Christophe Huss   2 mars 2004 
Le nouveau directeur artistique de l’Orchestre symphonique de Montréal, Kent Nagano, est arrivé hier soir à l’aéroport international Pierre-Elliott-Trudeau en vue de sa nomination officielle ce matin. À gauche du chef se trouvent Madeleine Carea
Photo : Jacques Grenier
Le nouveau directeur artistique de l’Orchestre symphonique de Montréal, Kent Nagano, est arrivé hier soir à l’aéroport international Pierre-Elliott-Trudeau en vue de sa nomination officielle ce matin. À gauche du chef se trouvent Madeleine Carea
Avec à son bord Kent Nagano, le vol AC 798 en provenance de Los Angeles a atterri hier soir à 17h53 à l'aéroport de Dorval. Futur acteur principal de la scène musicale québécoise, le chef d'orchestre sera nommé officiellement aujourd'hui directeur musical de l'Orchestre symphonique de Montréal. Hier en après-midi, la direction de l'OSM avait convié les médias à une conférence de presse ce matin, en vue de présenter son nouveau directeur musical.

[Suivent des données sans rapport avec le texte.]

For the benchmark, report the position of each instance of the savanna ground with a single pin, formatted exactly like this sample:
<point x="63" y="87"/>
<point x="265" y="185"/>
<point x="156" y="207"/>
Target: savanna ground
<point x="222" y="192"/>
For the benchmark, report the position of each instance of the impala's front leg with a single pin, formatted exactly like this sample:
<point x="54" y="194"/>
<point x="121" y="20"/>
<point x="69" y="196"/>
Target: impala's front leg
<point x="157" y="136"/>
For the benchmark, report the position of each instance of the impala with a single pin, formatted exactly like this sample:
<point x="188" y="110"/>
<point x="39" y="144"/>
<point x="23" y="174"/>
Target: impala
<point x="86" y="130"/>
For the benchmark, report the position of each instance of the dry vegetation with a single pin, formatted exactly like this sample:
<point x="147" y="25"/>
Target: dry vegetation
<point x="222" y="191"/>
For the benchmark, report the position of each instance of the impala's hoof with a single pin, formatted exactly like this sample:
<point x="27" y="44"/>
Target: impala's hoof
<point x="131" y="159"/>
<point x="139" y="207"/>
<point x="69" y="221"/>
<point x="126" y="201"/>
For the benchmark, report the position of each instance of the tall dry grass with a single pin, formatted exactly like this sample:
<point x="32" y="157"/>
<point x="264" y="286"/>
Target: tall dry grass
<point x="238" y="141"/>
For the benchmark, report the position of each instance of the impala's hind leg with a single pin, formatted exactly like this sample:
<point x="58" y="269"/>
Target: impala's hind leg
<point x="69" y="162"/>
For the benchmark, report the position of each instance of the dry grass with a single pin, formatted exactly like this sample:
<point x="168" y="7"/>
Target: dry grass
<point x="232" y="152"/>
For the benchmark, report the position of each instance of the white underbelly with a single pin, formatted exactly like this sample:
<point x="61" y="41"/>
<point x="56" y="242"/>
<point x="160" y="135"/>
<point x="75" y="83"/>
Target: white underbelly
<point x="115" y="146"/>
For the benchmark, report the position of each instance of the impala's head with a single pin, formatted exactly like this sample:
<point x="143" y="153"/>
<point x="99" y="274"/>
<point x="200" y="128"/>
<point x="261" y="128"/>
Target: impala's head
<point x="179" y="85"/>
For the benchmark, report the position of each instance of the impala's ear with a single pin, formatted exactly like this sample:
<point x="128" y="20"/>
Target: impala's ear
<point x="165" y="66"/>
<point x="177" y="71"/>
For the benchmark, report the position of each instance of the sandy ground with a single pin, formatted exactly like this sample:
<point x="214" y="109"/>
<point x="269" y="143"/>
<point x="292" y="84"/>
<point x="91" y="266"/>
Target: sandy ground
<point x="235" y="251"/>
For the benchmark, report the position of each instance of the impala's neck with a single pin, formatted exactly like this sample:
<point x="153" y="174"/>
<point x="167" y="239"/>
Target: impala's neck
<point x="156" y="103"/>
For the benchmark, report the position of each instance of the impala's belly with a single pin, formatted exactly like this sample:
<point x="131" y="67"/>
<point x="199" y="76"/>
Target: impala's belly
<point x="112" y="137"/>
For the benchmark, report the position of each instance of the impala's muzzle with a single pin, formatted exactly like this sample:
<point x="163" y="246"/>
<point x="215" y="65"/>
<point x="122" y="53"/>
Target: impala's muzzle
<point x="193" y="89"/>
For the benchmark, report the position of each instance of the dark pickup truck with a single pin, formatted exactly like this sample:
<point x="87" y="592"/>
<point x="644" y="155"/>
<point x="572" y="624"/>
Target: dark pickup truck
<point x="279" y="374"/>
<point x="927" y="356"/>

Cette annonce officielle, qui doit être faite à 10h30 aujourd'hui, mettra fin à un long suspense déclenché par le départ-surprise de Charles Dutoit en avril 2002.

Kent Nagano, entre deux représentations à l'opéra de Los Angeles — une Madame Butterfly qu'il a dirigée dimanche et une Femme sans ombre, demain — était attendu à l'aéroport par Madeleine Careau, directrice générale de l'OSM et Paul Fortin, directeur des opérations artistiques.

Le Devoir l'y attendait calmement tandis qu'une équipe de Radio-Canada, venue accueillir un journaliste de retour d'Haïti, fonçait recueillir ce scoop inespéré qui défilait devant ses yeux. Kent Nagano ne s'attendait ni aux flashs des photographes ni aux micros des journalistes. Entouré prestement par le comité d'accueil de l'OSM, il a refusé de se plier à l'exercice médiatique, sauf à la question d'un reporter qui lui a demandé s'il aimait la neige. Il a répondu par l'affirmative sans en dire davantage. Pour les commentaires substantiels, on attendra donc aujourd'hui. L'homme paraît modeste, presque intimidé, comme s'il n'imaginait pas qu'un chef d'orchestre puisse attirer ainsi l'attention.

En tout cas, Kent Nagano sourit comme si, au fond, la situation l'amusait, ce qui n'est pas le cas de la direction de l'OSM, visiblement contrariée. Rappelons que Le Devoir a annoncé en primeur la semaine dernière la venue de M. Nagano à la direction de l'orchestre.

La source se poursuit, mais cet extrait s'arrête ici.